Some of these are true. Some of these are fictions.


That time I was talking about being a little black dress and I had blood all over me and didn’t know it.

That time we saw each other in the street after not seeing each other for six years.

That time we went to the Guggenheim and we fought outside and never spoke again.

That time we ate bagels and seltzer in bed and got seeds all over the sheets.

That time we did MDMA and I fell on a curb, on my face.

That time you asked me to come over to watch a movie but I didn’t understand the concept of ‘Netflix and chill.’

That time I wore your shirt that your dad gave you, which I still have but know I will never wear again.

That time you left for the airport and I cried because I could still smell you on my nightgown.

That time we went swimming in the basin and we looked like American Apparel models and tried to pretend that we could just be friends.

That time in the car when he threw up out the window and we all laughed because we knew he would be okay.

That time you bought me seat cushions for my birthday.

That time I pretended to be someone else to get into the opening preview.

That time we had sex in the hotel shower and then our eyes were burning and red afterwards.

That time you gave me a green plastic ring you bought for fifty cents.

That time you told me that you loved me.

That time you told me you didn’t want to do this anymore.

That time when it was Fourth of July and we watched the fireworks by the water but we both knew we should have been there with someone else.

That time we went to Bard and ate ice cream and someone said how cute we were as a couple even though we didn’t date.

That time we were dancing at the Christmas party and I said you didn’t like me to someone and they asked you in front me if you didn’t like me and you said nothing.

That time we went to the park and you ran through the field with a weed pattern dress and bright furry blue coat.

That time you cried watching Untamed Hearts.

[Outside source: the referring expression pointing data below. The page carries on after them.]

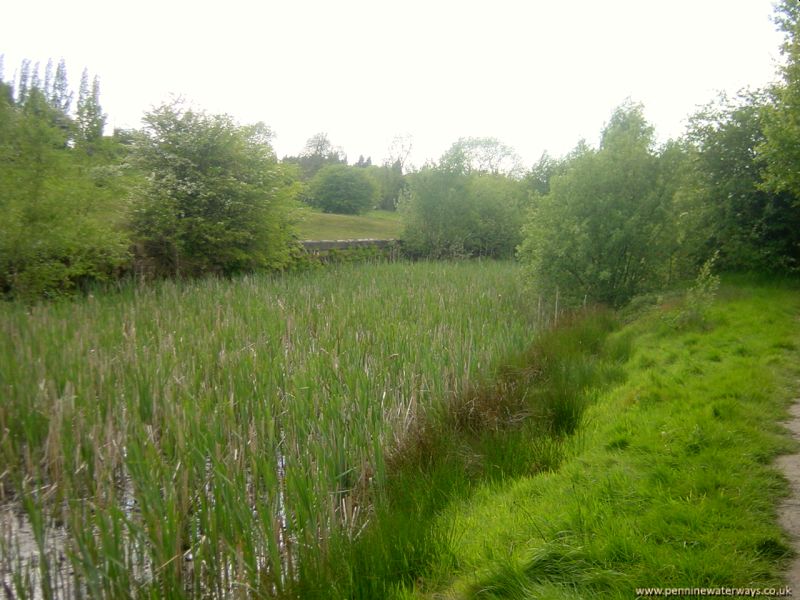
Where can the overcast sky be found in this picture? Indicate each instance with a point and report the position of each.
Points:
(538, 75)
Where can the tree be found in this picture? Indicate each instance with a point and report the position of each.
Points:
(62, 222)
(90, 119)
(318, 152)
(782, 121)
(451, 215)
(216, 200)
(481, 155)
(755, 227)
(605, 230)
(342, 189)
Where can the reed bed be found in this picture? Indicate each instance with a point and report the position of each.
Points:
(208, 439)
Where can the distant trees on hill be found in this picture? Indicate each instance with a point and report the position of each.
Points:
(193, 193)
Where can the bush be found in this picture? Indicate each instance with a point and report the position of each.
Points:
(216, 201)
(62, 210)
(605, 232)
(343, 190)
(449, 215)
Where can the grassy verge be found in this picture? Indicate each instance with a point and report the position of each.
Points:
(668, 481)
(513, 423)
(377, 224)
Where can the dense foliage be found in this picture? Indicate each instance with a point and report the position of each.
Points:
(341, 189)
(215, 199)
(61, 193)
(193, 193)
(451, 215)
(604, 230)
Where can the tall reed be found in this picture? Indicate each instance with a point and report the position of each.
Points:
(215, 437)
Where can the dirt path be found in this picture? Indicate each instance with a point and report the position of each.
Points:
(789, 511)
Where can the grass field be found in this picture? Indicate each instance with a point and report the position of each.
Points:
(393, 430)
(210, 438)
(669, 480)
(377, 224)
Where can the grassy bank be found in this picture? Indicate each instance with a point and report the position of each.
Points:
(391, 430)
(667, 482)
(215, 437)
(377, 224)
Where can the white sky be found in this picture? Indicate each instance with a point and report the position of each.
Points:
(538, 75)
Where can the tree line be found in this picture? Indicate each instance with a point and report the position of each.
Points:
(192, 193)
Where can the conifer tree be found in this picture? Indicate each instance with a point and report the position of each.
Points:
(90, 119)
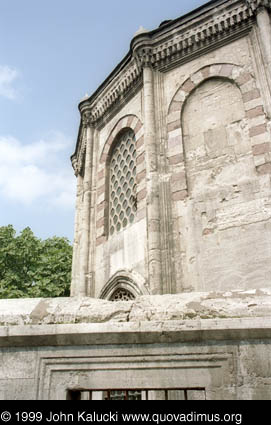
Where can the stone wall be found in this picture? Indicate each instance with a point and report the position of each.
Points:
(196, 92)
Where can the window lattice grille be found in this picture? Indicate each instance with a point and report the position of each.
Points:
(122, 206)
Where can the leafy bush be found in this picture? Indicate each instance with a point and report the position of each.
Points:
(31, 267)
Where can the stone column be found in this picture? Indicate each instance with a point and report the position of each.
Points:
(153, 207)
(81, 289)
(75, 257)
(264, 28)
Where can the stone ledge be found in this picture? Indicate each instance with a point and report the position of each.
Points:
(161, 308)
(156, 332)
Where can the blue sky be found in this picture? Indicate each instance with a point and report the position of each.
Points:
(53, 52)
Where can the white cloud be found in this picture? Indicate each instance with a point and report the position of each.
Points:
(7, 77)
(37, 173)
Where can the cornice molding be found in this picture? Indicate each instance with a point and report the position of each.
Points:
(166, 47)
(159, 48)
(255, 5)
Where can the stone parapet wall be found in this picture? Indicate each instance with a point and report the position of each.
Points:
(219, 342)
(155, 308)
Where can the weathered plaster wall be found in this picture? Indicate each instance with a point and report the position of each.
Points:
(217, 341)
(221, 195)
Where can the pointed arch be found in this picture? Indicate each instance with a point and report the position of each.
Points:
(129, 281)
(128, 122)
(250, 96)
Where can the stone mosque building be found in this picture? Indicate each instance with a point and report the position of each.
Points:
(173, 224)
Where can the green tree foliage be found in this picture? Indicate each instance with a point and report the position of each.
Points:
(31, 267)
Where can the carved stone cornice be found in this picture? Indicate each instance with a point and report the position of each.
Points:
(256, 5)
(181, 43)
(165, 47)
(178, 41)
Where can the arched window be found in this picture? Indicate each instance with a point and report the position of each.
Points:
(122, 182)
(122, 294)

That time we went to the Penguins game for your birthday.

That time I threw up three times at work from a hangover and everyone in the office knew.

That time we were dancing on the porch and you tried to kiss me in front of my boyfriend, and you were married.

That time you apologized for saying terrible things while drunk and then you slide over and we kissed.

That time we went to Action Park and I threw up from carsickness.

That time I smoked cigarettes out the window of my mother’s childhood bedroom.

That time we watched X-files and I snuck out to have sex on the lawn in the back of the house.

That time you peed in my shoes.

That time you met me in the park even though you were sick and we ate chips and drank cider and watched the sunset.

That time we went to the shop and bought five beers in all coins.

That time we had our Chakras read and I knew then that we would be friends.

That time we made out in the back of the cab after a MoMA opening and I wasn’t wearing underwear.

That time you made me cry on a bench at five am after your gig on Halloween.

That time we danced when no one else was dancing.

That time I cried when people sang love songs during karaoke and you hugged me tight.

That time I vomited in the street because you broke up with me.

That time my nose bled because you broke up with me.

That time we got kicked out of the club because we were wrestling on the floor.

That time I returned your necklace because I didn’t want to remember you.

That time we bought fancy chocolate and tried on lots of different makeup.

That time we sat under the Olafur Eliasson and held hands.

That time we walked around Paris and got a free boat ride.

That time we got dressed up to go out but came home early because all the parties sucked.

That time you told me you slept with someone else.

That time I told you I kissed someone else.

That time we made cookies in the blizzard without having any cookie trays.

That time we went to get our nails done for my birthday.

That time we went to the Met and held hands.

That time you said goodbye and I knew I would see you again but nothing would be the same.